Box and IBM have revealed the first fruits of their partnership, which Box CEO Aaron Levie has described as the most “significant” in his company’s history.
The two firms entered into a major deal in June that would see Box’s content collaboration platform combined with IBM’s expertise in analytics and security – not least IBM Watson.
Speaking at BoxWorks 2015 in San Francisco, Box’s general manager for enterprise Whitney Bouck and IBM’s vice president for Enterprise Content Management (ECM) products and strategy Rich Howarth revealed several of IBM’s Enterprise Content Management (ECM) integrated in Box, allowing the platform to be included in more business processes.
“We believe we’re in a great position to help you deliver the original promise of your ECM,” said Bouck, arguing that most ECM to date has only had a limited impact. “In the 1980s, knowledge was power and that gave you an edge.
“That’s not true anymore – the power is in sharing. Information has to flow seamlessly between companies.”
“Most companies have struggled with ECM,” agreed Howarth who outlined how IBM’s ECM offerings would be made available to Box users.

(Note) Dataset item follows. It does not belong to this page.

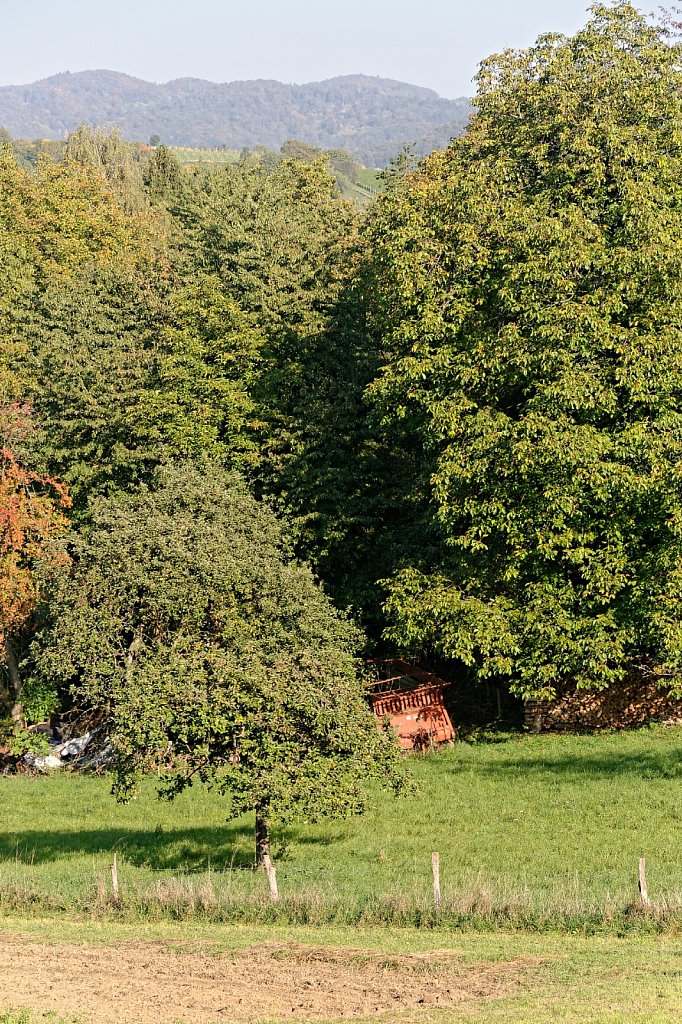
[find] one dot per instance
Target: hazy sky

The first product to be integrated is IBM Content Navigator, which allows users to search, access and share content across both on-premise systems and Box deployments using the same user interface. The second is Stored IQ, a governance application that manages content across multiple sources, helping businesses decide which data is worth migrating to the Cloud.

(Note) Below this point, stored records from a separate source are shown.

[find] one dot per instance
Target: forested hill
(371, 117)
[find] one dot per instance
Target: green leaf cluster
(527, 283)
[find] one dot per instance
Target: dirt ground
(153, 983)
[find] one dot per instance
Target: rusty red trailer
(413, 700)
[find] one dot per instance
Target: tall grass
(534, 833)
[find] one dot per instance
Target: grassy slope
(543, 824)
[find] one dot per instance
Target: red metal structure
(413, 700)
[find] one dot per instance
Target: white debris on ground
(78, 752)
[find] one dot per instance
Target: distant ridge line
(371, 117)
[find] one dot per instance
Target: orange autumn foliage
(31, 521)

“As you move that into a new repository, such as Box, how do you go about understanding what you want to move and how are you going to move it?” asked Howarth. “A lot of it might be obsolete junk. Stored IQ with its integration with Box lets you assess this content, clean it up and organise it in a structured way with metadata.”
IBM Case Manager makes it easier for companies to share Box content with external parties, providing context so they can get up to speed with internal processes. Howarth identified project management and internal investigations as two instances where this might be useful.
“IBM has invented a lot in case management,” he continued. “Many of our customers are building applications involving people, process, content and data. How do you bring that all together?”
Finally, IBM Datacap will be made available to Box users. This product identifies the most valuable part of certain documents and extracts this information onto Box. IBM claims this will help companies find vital information more quickly.
It is expected that more will come from this partnership in the future. Indeed, Box will also let customers store data on IBM’s public cloud network, the first third party service to be supported. That Box was keen to partner is no surprise given its other deals with Cisco, Apple, Microsoft and others, but Howarth shared a bit more insight into why IBM was keen to strike a deal.
“What we saw was we had a lot of common customers,” he explained. “[Box] has half the Fortune 500, we have all of them. We found customers had use cases that involved Box and there were a lot of aspects we were attracted to. We were looking for a partner that understands business.”